I never thought about happiness, joy, and life before, but now I start to like these things, and I want to have these most ordinary but rarest things.

I also became warmer.I have felt it myself.I once heard people say that the changes in oneself are usually the first to be noticed by others, and the last to know about oneself.However, my change, I already knew from the day I started to change.

And all of this is because of Lu Jinnian, if he hadn't passed by my side at that time, if it wasn't him who met at that time, I would not be the me I am now.

Because of him, there is a new me now.

No matter how long or how many times, as long as I think about it, I will be very touched and feel a huge sense of happiness.

I originally thought that as long as I persisted, I would definitely wait for the future I wanted.Falling in love with Lu Jinnian takes time and courage.I have all of these.It seems that only these are left.

But I am still reluctant to admit that this kind of persistence is useless.

Lu Jinnian is Lu Jinnian, he is a paradise that I cannot reach.

I also thought selfishly, if Lu Jinnian didn't get married, would I be able to hang on and not leave.When I think about it, I'm completely speechless to myself.Am I the only one in this world who is so ignorant and fearless?

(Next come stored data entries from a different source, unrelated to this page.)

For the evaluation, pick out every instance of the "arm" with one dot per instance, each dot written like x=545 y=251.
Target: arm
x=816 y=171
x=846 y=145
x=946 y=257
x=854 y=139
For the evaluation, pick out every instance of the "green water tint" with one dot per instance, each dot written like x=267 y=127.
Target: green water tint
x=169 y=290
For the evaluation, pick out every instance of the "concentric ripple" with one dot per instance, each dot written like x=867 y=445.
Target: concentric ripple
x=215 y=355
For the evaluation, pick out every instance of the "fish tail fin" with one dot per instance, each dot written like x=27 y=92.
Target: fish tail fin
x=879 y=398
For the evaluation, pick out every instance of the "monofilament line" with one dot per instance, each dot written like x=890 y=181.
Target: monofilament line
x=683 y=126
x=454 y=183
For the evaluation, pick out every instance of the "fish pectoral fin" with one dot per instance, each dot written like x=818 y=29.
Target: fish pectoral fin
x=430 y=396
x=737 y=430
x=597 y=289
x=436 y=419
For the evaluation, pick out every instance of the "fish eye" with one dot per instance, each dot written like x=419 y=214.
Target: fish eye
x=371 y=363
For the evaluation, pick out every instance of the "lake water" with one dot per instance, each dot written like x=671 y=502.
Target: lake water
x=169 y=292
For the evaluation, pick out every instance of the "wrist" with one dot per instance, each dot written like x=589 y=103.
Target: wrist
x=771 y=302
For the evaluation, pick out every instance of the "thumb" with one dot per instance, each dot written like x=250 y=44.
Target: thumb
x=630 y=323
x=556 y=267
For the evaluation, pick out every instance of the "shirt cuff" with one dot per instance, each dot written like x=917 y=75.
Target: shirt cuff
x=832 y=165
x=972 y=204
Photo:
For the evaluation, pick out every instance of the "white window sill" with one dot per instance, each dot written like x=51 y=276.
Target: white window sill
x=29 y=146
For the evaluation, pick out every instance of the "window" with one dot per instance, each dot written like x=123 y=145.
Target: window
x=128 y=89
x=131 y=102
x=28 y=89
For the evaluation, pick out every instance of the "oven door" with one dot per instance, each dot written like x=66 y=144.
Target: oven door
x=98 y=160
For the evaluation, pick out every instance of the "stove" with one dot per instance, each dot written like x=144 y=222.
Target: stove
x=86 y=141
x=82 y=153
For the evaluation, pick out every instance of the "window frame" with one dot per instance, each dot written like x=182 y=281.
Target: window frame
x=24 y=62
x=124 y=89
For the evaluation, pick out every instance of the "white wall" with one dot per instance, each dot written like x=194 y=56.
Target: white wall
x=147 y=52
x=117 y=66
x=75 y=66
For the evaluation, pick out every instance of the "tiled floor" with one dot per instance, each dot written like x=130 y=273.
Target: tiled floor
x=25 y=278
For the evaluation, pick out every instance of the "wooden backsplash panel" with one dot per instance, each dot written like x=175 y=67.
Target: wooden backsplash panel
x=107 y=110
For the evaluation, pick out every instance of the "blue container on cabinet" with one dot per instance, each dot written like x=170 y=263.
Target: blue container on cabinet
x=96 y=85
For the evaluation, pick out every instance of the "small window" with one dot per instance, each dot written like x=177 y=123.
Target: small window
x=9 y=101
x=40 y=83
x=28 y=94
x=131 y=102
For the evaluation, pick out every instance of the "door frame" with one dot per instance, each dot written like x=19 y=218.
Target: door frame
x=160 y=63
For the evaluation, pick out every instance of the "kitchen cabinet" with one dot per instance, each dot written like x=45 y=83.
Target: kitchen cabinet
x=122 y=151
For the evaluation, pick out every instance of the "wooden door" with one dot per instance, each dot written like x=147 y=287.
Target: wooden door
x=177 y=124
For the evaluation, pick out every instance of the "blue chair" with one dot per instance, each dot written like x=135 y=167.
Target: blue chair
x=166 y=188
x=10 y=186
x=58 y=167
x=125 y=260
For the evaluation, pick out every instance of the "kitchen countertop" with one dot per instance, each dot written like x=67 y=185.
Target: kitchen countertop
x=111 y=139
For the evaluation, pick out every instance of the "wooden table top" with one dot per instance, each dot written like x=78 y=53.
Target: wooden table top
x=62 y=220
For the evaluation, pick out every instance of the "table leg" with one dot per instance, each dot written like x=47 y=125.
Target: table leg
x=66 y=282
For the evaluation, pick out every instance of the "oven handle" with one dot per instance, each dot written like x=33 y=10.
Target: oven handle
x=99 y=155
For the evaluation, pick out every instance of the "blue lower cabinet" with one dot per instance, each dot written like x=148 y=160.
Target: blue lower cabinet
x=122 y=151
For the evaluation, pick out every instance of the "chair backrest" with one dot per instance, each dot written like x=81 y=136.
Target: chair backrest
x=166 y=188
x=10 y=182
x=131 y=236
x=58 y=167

I read that Park Anhao wrote an article about faith before. She said that people with faith are like the sun shining even when walking in the abyss.I burst out laughing.Faith cannot be eaten, it cannot give you money, it cannot give you love.It's just drawing cakes to satisfy our hunger.

It was only after the showdown with Lu Jinnian that I realized that loving Lu Jinnian is not what I have always believed in?How did I forget it?Isn't he the one who has supported me to the present and made me want to become a better version of myself?
He is my belief and always has been.

I have loved him for so many years and nothing else.

This has become a very important but commonplace thing.It is natural to never forget.Just like you breathe every day, it has become a common thing.

I myself don't know how it came to be like this, in fact, I made that decision at that time, with a pious heart.Follow him wholeheartedly.

If you say that this is an obsession and a mistake, then I am also obsessed with no regrets.